When offenders (thankfully not that naked man) are caught and no one has been hurt in the progress, the Mayor of Freeburg (who cares more about his image than the city) is happy, your officers gain development points, and the mayor may grant you a few simple requests such as some new staff or that raise you have been angling for.
However, if you make the wrong choice or your officers fail to catch the perp, or even accidentally shoot an innocent bystander (yes it happens), the Mayor becomes very upset, very quickly. Leading to a denial in your request for a salary raise, blocking the hiring of more employees, denying the purchase of better police equipment, or worse, cutting your department’s budget altogether (which means bye-bye employees).
The main screen is a map of the city, displaying where each crime is located, with a blurb of information to rate the seriousness of the crime. Based on this you must decide which, and how many officers to attend and if you need to send in a SWAT team as backup. As the calls start to escalate you will need to efficiently manage your time and resources to make sure it can all be dealt with effectively, which is a hard to do when the Mayor is keeping a close eye on everything you do.
For the bigger crimes such as homicide or gang related cases you will send out your detectives to investigate and interview witnesses. Each investigation presents you with a number of frames (clues) that you piece together to show a sequence of events that eventually solves the crime. You are not given all the frames at once and have to wait (sometimes a while, a long while) for the detectives to uncover more evidence to find more frames to piece the crime together.
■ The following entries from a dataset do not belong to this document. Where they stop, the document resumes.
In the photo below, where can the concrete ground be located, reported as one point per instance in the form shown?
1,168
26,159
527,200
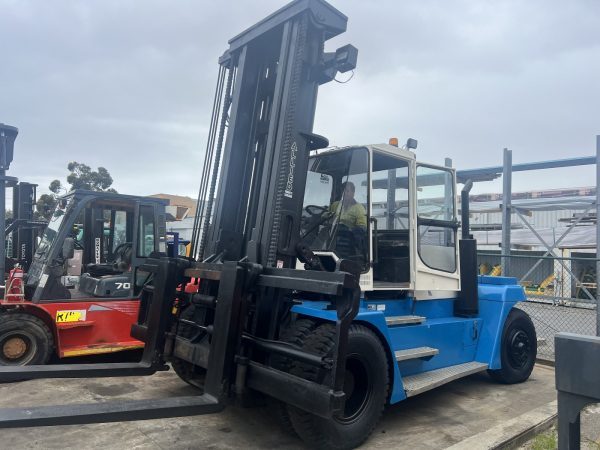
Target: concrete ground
436,419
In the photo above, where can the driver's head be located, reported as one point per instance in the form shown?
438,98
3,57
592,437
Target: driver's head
349,190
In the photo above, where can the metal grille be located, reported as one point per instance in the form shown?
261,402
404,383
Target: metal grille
560,291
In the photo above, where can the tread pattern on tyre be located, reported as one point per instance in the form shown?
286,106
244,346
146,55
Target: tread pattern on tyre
506,374
295,334
192,375
322,342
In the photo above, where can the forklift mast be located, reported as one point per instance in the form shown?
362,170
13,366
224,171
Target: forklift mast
272,74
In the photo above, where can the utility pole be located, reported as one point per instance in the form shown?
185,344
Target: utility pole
597,235
506,213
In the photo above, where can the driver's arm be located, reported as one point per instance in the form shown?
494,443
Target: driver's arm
360,216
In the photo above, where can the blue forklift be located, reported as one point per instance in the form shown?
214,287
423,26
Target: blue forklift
328,282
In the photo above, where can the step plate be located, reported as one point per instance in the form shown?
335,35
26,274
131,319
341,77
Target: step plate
416,384
414,353
403,320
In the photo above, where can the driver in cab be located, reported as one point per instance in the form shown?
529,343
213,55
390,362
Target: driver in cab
348,211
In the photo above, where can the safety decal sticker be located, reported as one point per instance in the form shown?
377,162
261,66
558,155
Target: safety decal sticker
77,315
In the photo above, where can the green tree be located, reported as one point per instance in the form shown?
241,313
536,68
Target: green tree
81,176
44,206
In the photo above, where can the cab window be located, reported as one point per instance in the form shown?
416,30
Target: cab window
436,218
146,231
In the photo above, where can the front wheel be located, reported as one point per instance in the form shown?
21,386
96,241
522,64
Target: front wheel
519,349
24,340
366,387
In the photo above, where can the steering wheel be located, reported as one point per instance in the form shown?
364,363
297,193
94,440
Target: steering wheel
122,255
315,210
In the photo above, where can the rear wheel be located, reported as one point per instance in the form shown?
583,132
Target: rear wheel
366,387
519,349
24,340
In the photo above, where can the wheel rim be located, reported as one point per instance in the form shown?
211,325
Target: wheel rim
17,348
357,387
519,349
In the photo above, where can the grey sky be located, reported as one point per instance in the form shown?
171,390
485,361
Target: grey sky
128,84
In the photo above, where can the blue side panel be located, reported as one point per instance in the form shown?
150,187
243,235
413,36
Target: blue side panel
375,320
458,339
497,295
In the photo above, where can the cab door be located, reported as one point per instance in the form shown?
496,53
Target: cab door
149,232
436,229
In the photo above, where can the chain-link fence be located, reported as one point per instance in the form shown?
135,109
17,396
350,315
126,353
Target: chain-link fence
561,292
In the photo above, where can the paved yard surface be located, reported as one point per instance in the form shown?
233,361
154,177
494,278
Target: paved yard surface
433,420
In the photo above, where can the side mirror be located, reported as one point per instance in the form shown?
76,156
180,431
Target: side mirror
68,248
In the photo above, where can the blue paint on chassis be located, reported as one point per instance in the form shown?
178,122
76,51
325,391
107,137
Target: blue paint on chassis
458,339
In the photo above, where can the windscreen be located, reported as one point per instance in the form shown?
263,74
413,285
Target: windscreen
334,216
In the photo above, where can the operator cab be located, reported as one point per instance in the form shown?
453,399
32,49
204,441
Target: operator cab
92,243
395,217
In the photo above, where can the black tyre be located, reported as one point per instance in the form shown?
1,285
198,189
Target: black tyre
519,349
188,372
366,387
24,340
295,334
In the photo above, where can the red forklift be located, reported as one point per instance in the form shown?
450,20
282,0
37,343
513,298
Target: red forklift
77,297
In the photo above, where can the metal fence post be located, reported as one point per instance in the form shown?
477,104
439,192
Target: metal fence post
597,235
506,199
Just solving crimes doesn’t keep the Mayor out of your hair, as he is constantly requesting ‘favours’ from you, ranging from the simple (and often very silly) request to send two officers to sing to his assistant’s wife, to more controversial favours (with a lot of shock value) such as firing all of your black employees. If you don’t do what the mayor says you will eventually find yourself about to resign without a comfortable retirement fund to fall back on. So what can you do? Do you keep your morals and remain poor or find a way to sell out to the highest bidder? And that is where the mafia comes in.
Graphics & Audio
Jon St. John (we remember him from Duke Nukem) is the main voice actor and does a good job at narrating the game in his deep, sliky voice. In fact all the voice actors deliver their lines really well, unfortunately just not well enough with each other. I found the dialogue between the characters often long and badly edited, providing no real fluidity to the conversations. Another issue was the lack of background noise, where besides the odd siren and incoming police radio call, you pretty much sat there playing the game in silence.
The graphics on the other hand are great. The developers chose to go in a very minimalistic and static direction that adds a unique charm to the game. The cut scenes provide you with a comic book feel as they are laid out in panels with caption boxes beneath them to provide the dialogue. Some scenes were a bit too long to sit through but there was always the option to skip them if you really wanted to.
Final Thoughts?
This game reached its peak (for me) about half way through when it started to become a little too repetitive and tedious. The decisions you make do shape the story (initially) but only to an extent as you are basically forced into becoming a corrupted cop anyway. Instead of it being ‘choice driven’, I found this game to be more about skills management and balancing resources (no matter how corrupted you are) to make sure all parties you interact with are happy. The controversial content (racism, sexism etc.) may be a bit hard to swallow but it certainly adds to the story of police corruption and gives the game a different edge. I would say it is good value for money for the crime buffs among us, but not a must play title.